Abstract
Image noise can be viewed as unwanted disturbances in a digital image that should be removed or reduced before further processing and analysis. Impulsive noise, also known as impulse noise, is a very disruptive type of noise, characterized by abrupt variations in brightness in a subset of the image pixels. Impulsive noise commonly occurs during image acquisition and transmission. To mitigate its effects, various impulsive noise reduction methods have been proposed by the image processing community. In contrast to classical filters such as the median filter, most current impulsive noise reduction techniques implement a two-step approach that consists of a noise detection phase to identify noisy pixels and a filtering phase to reduce the amount of noise in the presumably corrupted pixels.

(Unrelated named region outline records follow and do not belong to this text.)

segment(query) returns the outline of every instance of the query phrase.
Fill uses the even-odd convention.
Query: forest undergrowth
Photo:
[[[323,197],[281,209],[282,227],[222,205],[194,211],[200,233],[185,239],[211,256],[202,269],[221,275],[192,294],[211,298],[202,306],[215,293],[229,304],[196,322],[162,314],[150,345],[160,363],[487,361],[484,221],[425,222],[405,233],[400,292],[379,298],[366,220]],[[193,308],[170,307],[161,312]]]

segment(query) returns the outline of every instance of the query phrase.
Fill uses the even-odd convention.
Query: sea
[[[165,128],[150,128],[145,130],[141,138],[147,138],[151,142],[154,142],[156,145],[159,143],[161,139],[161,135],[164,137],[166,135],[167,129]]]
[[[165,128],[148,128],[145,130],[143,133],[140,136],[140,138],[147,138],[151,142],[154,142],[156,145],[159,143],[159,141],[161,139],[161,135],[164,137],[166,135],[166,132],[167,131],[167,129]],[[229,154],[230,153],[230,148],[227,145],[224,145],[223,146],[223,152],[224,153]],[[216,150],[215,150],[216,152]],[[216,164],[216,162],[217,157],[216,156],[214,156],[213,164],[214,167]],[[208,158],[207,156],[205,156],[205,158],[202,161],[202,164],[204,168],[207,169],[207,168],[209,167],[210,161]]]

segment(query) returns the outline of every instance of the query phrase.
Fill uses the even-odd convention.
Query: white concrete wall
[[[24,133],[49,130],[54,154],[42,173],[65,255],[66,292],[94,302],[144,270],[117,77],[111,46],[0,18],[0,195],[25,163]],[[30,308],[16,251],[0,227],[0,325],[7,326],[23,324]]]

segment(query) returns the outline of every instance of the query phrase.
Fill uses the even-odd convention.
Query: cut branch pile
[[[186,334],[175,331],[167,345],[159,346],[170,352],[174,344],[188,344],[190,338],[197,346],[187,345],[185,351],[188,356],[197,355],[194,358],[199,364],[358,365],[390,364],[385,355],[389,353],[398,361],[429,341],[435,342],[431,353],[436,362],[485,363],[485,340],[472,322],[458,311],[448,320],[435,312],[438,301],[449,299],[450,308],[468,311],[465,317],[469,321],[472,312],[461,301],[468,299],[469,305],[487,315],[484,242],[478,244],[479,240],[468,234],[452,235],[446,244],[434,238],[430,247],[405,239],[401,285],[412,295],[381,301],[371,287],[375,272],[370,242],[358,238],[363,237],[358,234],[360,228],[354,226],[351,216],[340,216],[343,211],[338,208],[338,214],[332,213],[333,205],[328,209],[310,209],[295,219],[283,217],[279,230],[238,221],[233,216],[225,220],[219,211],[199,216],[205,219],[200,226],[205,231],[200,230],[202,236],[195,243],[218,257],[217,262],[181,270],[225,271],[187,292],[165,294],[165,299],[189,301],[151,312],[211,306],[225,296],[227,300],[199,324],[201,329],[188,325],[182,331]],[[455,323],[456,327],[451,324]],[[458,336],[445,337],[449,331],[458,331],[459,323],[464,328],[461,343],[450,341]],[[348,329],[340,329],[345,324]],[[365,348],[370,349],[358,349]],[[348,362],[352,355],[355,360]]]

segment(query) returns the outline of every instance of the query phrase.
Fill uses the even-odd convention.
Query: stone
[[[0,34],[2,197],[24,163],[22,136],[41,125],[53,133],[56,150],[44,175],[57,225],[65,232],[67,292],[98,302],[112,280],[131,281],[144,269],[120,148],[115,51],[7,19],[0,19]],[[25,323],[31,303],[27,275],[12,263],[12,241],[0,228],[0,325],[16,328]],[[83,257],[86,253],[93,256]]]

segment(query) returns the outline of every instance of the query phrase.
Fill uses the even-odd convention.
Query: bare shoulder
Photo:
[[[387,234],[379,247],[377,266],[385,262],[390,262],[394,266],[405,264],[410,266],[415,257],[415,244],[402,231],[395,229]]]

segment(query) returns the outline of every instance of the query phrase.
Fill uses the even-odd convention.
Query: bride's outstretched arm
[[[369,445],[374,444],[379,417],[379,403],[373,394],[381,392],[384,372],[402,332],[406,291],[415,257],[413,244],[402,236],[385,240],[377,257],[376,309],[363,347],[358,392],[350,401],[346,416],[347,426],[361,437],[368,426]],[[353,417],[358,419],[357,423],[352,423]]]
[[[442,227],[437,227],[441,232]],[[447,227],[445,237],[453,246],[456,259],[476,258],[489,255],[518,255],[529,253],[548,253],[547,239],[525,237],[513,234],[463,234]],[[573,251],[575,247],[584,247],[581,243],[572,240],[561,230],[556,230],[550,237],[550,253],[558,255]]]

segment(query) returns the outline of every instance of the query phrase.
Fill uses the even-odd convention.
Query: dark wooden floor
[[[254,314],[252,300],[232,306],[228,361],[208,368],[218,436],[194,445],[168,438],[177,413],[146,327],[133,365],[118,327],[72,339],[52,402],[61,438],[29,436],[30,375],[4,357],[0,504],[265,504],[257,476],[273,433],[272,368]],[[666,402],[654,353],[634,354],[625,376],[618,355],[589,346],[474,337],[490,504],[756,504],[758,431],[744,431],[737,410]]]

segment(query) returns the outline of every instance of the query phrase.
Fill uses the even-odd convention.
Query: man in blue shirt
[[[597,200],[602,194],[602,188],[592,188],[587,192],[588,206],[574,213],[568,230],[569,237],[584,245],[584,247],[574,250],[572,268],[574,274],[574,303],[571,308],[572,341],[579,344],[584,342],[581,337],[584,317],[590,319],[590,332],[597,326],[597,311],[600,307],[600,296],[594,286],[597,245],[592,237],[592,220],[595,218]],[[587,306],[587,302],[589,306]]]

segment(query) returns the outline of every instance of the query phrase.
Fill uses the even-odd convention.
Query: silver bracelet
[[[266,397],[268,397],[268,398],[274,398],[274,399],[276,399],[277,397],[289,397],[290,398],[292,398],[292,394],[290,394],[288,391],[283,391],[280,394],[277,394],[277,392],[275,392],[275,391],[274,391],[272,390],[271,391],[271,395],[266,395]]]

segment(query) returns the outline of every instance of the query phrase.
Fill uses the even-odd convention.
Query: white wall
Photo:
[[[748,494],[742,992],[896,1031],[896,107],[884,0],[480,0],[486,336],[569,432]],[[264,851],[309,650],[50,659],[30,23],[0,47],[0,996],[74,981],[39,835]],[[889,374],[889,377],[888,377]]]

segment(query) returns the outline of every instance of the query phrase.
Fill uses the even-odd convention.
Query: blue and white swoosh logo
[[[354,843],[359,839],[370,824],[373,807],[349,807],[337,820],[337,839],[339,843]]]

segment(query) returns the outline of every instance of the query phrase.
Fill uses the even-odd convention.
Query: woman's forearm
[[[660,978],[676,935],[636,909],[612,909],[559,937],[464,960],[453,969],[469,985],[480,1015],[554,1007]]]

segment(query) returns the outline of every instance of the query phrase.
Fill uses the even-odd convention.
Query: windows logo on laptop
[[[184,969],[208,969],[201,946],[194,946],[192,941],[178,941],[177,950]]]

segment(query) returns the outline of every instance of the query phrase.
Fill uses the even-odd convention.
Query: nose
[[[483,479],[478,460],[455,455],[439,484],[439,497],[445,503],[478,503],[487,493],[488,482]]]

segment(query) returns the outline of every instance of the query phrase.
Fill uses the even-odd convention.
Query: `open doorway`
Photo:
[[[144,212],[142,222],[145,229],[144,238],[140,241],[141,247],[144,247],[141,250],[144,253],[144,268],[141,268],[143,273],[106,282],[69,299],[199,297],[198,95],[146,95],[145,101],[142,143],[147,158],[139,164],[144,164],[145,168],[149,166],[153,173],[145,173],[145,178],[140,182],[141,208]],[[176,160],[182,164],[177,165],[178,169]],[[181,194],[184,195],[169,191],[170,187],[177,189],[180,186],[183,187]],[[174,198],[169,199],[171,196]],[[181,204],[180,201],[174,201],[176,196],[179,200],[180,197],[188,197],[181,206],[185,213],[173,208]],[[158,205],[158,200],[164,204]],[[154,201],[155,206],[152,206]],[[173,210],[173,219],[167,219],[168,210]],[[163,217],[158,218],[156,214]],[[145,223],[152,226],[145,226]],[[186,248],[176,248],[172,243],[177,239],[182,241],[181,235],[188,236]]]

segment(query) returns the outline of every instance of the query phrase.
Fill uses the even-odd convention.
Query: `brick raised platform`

The approach presented in this paper is also along this line. To be more precise, we draw on the principles of two state-of-the-art impulsive noise reduction methods, namely the adaptive fuzzy transform based image filter (ATIF) and the improved fuzzy mathematical morphology open-close filter (i-FMMOCS), in order to propose a new method for general impulsive noise reduction.
Supported in part by CNPq under grant no. 315638/2020-6 (“Lattice Computing with an Emphasis on \(\mathbb {L}\)-Fuzzy Systems and Mathematical Morphology”) and FAPESP under grant no. 2020/09838-0 (Brazilian Institute of Data Science) as well as the Grant PID2020-113870GB-I00-“Desarrollo de herramientas de Soft Computing para la Ayuda al Diagnóstico Clínico y a la Gestión de Emergencias (HESOCODICE)”, funded by MCIN/AEI/10.13039/501100011033/.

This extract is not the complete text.